AI trained on open source software will output open source software, it has no other references, it cannot imagine another paradigm for software development, it only "knows" of the methods by which open source software is constructed. A person or company might treat it as propriety software just like you might download openwrt and sell it as the basis as a closed source router. However it _is_ still open source and has a licence that should be respected.
This is the case wether or not you can identify a particular source for a piece of code output from the model. It is a spurious argument that if you cannot identify an exact copy it changes the actual reality, it could be an amalgam of many projects, but they are all open source. Otherwise openAI and Microsoft have trained it on their own closed source, which we know is not the case or they have trained it on other people's private code. Not a good outcome whatever way you look at that.
Huh? You are claiming that there is some recognisable difference in form and structure between open source and proprietary code?
If I show you some code, you are able to decide whether it is open source or proprietary as easily as you can the difference between a cat and a dog? And from the same sort of distance (i.e. you aren't just cheating by hoping to spot an explicit copyright comment tucked away)?
> the methods by which open source software is constructed
Huh? In fact, double huh? We change methods when coding OSS? When I'm not under contract for proprietary work there is some kind of Jekyll and Hyde transformation?

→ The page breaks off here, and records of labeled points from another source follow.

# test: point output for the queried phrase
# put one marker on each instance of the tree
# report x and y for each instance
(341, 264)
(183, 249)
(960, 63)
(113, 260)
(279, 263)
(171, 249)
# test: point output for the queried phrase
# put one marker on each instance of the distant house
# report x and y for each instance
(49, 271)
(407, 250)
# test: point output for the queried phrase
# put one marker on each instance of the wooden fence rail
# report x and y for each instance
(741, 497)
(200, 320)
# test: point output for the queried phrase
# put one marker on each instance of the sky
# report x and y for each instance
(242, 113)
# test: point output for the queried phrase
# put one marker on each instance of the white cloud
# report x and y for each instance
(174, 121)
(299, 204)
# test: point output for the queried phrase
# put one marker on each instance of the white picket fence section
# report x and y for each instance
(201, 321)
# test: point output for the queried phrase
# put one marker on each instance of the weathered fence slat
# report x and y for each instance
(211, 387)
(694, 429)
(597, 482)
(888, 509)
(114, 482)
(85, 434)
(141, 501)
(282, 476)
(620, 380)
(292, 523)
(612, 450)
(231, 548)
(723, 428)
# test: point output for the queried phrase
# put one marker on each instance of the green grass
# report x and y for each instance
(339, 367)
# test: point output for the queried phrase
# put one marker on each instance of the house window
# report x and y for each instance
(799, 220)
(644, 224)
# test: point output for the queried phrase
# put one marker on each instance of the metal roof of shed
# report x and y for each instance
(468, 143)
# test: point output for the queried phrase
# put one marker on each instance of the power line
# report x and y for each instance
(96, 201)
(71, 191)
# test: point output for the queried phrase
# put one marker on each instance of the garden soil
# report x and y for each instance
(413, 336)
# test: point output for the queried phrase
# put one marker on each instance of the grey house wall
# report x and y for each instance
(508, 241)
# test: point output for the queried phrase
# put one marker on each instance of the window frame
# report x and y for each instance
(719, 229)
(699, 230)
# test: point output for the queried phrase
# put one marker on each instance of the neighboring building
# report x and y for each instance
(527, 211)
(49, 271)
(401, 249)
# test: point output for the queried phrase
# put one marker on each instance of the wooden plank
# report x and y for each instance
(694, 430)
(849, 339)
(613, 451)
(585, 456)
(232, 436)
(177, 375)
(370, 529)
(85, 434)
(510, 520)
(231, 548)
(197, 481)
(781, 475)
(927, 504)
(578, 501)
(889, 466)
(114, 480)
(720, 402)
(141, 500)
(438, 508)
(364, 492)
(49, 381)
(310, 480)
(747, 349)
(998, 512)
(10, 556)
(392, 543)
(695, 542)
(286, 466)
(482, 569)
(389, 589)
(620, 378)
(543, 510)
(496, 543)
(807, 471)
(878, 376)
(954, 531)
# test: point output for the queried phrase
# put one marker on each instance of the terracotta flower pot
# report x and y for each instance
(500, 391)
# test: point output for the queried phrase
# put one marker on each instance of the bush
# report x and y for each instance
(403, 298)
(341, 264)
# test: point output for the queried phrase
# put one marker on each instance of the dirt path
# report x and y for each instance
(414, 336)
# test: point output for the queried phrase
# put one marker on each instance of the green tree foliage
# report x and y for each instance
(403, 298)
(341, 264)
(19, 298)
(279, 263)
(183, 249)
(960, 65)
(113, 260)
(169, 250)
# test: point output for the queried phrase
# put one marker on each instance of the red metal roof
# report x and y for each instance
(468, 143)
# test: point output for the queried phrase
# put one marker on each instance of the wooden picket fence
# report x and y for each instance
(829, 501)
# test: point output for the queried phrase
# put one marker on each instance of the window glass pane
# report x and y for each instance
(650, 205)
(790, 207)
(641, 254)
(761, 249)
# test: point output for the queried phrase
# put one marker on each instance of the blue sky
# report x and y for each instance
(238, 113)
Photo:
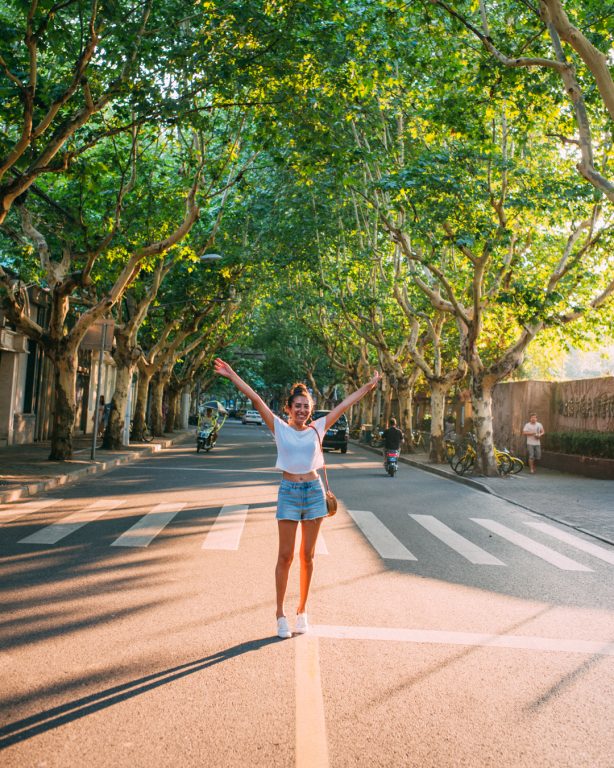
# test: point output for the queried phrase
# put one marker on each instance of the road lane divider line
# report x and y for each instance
(455, 541)
(311, 741)
(574, 541)
(145, 530)
(29, 508)
(477, 639)
(386, 544)
(540, 550)
(53, 533)
(227, 528)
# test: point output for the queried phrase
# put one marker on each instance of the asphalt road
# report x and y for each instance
(450, 627)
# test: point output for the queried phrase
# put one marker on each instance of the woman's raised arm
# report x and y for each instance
(223, 369)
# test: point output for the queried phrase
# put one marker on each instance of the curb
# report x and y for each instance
(486, 489)
(34, 489)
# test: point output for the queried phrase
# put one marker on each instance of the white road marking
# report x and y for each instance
(51, 534)
(311, 741)
(387, 545)
(145, 530)
(29, 508)
(227, 529)
(574, 541)
(458, 543)
(484, 640)
(545, 553)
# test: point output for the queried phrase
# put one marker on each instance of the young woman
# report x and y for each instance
(301, 493)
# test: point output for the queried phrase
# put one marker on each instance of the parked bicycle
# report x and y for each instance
(462, 457)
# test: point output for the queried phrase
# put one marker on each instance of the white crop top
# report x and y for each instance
(298, 452)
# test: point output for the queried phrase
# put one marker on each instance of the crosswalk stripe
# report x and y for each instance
(227, 529)
(51, 534)
(458, 543)
(545, 553)
(145, 530)
(574, 541)
(29, 508)
(387, 545)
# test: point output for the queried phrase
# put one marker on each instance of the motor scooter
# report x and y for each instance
(392, 461)
(206, 439)
(211, 419)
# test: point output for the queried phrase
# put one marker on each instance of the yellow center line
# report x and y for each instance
(311, 742)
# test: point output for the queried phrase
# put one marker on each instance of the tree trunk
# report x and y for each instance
(155, 409)
(65, 379)
(439, 391)
(405, 394)
(123, 382)
(140, 409)
(481, 396)
(172, 414)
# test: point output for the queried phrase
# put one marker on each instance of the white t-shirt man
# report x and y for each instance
(533, 431)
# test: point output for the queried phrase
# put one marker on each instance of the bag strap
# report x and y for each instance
(323, 459)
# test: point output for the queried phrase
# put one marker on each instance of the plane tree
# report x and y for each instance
(562, 51)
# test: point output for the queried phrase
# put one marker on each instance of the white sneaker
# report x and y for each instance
(283, 629)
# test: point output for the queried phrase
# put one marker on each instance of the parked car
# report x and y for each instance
(336, 438)
(252, 417)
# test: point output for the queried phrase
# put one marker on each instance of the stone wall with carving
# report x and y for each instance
(583, 405)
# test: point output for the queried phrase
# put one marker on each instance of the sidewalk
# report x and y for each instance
(580, 502)
(26, 471)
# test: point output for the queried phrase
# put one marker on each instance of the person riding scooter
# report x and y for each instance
(207, 430)
(393, 439)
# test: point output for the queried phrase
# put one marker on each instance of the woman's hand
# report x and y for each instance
(222, 368)
(375, 380)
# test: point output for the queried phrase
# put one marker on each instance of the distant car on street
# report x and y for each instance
(252, 417)
(336, 438)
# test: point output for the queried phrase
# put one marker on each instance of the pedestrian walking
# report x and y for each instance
(533, 431)
(301, 495)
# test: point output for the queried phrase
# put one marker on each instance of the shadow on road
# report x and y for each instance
(48, 719)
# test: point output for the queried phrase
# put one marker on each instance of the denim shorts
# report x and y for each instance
(303, 500)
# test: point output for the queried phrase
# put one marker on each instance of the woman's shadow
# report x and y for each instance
(30, 726)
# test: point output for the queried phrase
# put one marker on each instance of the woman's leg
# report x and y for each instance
(287, 537)
(309, 536)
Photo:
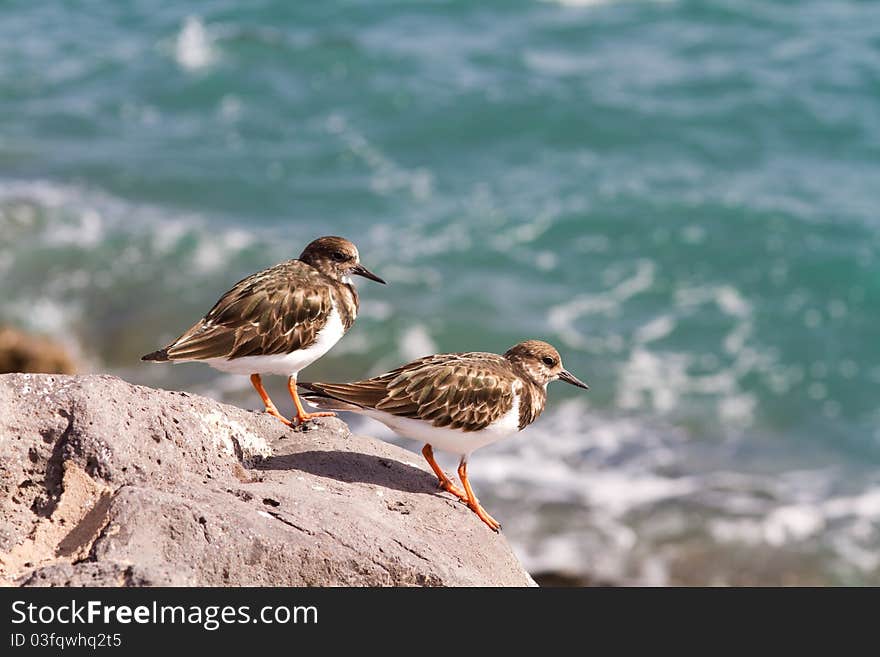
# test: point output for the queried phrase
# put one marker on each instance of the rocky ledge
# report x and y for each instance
(109, 484)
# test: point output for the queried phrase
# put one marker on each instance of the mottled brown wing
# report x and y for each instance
(276, 311)
(458, 391)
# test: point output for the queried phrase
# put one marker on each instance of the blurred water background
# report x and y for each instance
(681, 195)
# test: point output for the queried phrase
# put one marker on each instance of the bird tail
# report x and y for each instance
(160, 356)
(319, 397)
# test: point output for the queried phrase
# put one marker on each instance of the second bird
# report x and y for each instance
(278, 321)
(455, 402)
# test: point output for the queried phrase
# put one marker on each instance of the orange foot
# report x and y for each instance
(493, 524)
(302, 418)
(274, 413)
(449, 487)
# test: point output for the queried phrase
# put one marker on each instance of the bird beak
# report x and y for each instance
(360, 270)
(568, 377)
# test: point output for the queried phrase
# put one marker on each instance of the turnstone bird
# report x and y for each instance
(278, 321)
(455, 402)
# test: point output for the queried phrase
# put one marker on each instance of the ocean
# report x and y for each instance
(682, 196)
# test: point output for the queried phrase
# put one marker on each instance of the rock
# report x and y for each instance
(20, 352)
(108, 484)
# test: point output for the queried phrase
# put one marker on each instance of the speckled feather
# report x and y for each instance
(276, 311)
(464, 391)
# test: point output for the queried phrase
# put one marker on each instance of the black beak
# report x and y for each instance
(360, 270)
(568, 377)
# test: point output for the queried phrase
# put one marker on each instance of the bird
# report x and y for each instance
(279, 320)
(457, 403)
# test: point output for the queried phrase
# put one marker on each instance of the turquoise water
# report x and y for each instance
(682, 196)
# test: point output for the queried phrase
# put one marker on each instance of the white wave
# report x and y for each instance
(656, 329)
(387, 176)
(193, 49)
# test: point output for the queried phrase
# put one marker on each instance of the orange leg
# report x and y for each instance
(301, 415)
(271, 409)
(445, 482)
(472, 500)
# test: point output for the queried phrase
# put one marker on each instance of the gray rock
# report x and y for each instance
(110, 484)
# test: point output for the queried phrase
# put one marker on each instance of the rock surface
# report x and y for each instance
(21, 352)
(109, 484)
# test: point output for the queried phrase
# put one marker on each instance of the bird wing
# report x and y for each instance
(457, 391)
(275, 311)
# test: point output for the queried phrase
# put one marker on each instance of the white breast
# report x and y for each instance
(454, 441)
(286, 364)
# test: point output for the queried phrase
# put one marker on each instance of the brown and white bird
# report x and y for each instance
(278, 321)
(455, 402)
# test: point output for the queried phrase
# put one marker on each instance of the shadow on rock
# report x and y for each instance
(351, 467)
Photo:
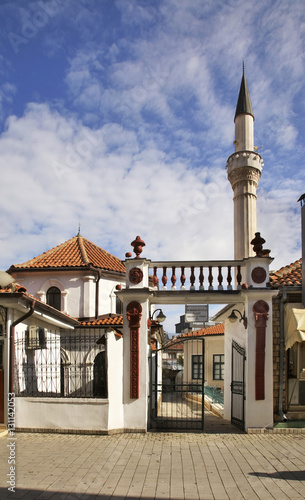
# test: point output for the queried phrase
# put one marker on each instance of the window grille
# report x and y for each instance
(66, 364)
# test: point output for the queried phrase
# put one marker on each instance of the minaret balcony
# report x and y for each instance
(244, 159)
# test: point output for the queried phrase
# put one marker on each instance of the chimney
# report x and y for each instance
(302, 200)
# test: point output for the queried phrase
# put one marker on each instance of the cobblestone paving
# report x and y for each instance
(156, 466)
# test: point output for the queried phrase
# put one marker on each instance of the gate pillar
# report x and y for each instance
(136, 309)
(255, 336)
(259, 360)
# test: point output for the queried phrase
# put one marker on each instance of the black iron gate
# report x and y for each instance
(238, 385)
(177, 386)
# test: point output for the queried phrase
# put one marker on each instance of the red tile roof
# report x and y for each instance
(218, 329)
(290, 275)
(76, 252)
(105, 320)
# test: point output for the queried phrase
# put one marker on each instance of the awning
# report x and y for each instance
(294, 324)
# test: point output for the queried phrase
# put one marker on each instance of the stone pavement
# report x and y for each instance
(156, 466)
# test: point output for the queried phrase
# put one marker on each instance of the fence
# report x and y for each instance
(68, 364)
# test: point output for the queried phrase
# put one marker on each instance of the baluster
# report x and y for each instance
(164, 278)
(173, 279)
(182, 278)
(229, 278)
(210, 278)
(220, 278)
(192, 278)
(201, 279)
(238, 278)
(155, 278)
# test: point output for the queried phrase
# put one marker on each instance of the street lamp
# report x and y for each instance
(161, 316)
(232, 318)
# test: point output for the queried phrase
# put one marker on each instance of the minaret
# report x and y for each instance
(244, 168)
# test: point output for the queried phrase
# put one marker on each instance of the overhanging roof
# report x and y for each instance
(294, 324)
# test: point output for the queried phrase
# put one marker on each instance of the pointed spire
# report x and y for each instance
(244, 105)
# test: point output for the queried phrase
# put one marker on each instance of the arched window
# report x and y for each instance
(100, 376)
(118, 305)
(54, 297)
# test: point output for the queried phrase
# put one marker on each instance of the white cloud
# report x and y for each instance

Or I dramatically sweep the monitors and keyboard off my desk, pulling out the hammer and chisel to start crafting the beautiful Open Source (the serifs are tricky but well worth the trouble)?
> it cannot imagine another paradigm for software development
Assuming that sentence means anything, do all programmers who write proprietary code have to train only on proprietary code, in order to learn the correct paradigm? They can not possibly have learnt from any open source, like, say, the code examples in a "programming cookbook" or other textbook or they will be working from entirely the wrong paradigm.
I am all for discussions about how language models generate their output and the possibilities (or lack thereof) of tagging them for attribution, but damn that was some weird shit!
"Huh? You are claiming that there is some recognisable difference in form and structure between open source and proprietary code?"
No. I siad if it has only been taught oss and doesn't know there is any other and has no terms of reference to _anything_ else as in anything else in the universe and has no intelligence to enable invention, how can it output anything else but what it knows about which is oss.
To all intents the output may be identical to proprietary code, but it can't invent and doesn't understand the idea of proprietary , it's universe is oss source code
You know actual reality, so you may not be able to abstract your thoughts to understand this systems tiny reality.
I put code on StackOverflow. It's been copied twice: it's now on GitHub in two versions, without attribution.
The copies are actually better than my source code: they've been cleaned up and commented. On the other hand, it was actually original: nobody else had done it before, or even thought about how to do it before.
The lack of attribution burns a little bit.
"AI model trained to recognize functional concepts and then generate suggestions reflecting that training."
Proper BS and whole article derails itself badly at very basic capabilities of "AI".
AI does not "recognize" anything, ever. That would mean intelligence and "AI" doesn't have any. It only can take code, suffle it a bit (to make copyright disappear) and present that as its own.
No more, no less. No amount of huffing or puffing will add actual intelligence to a language model.
"AI" doesn't, and never has had, the concept of "functional" or "concept" in the larger scale: It's literally word salad and *all of it* is copied from somewhere else.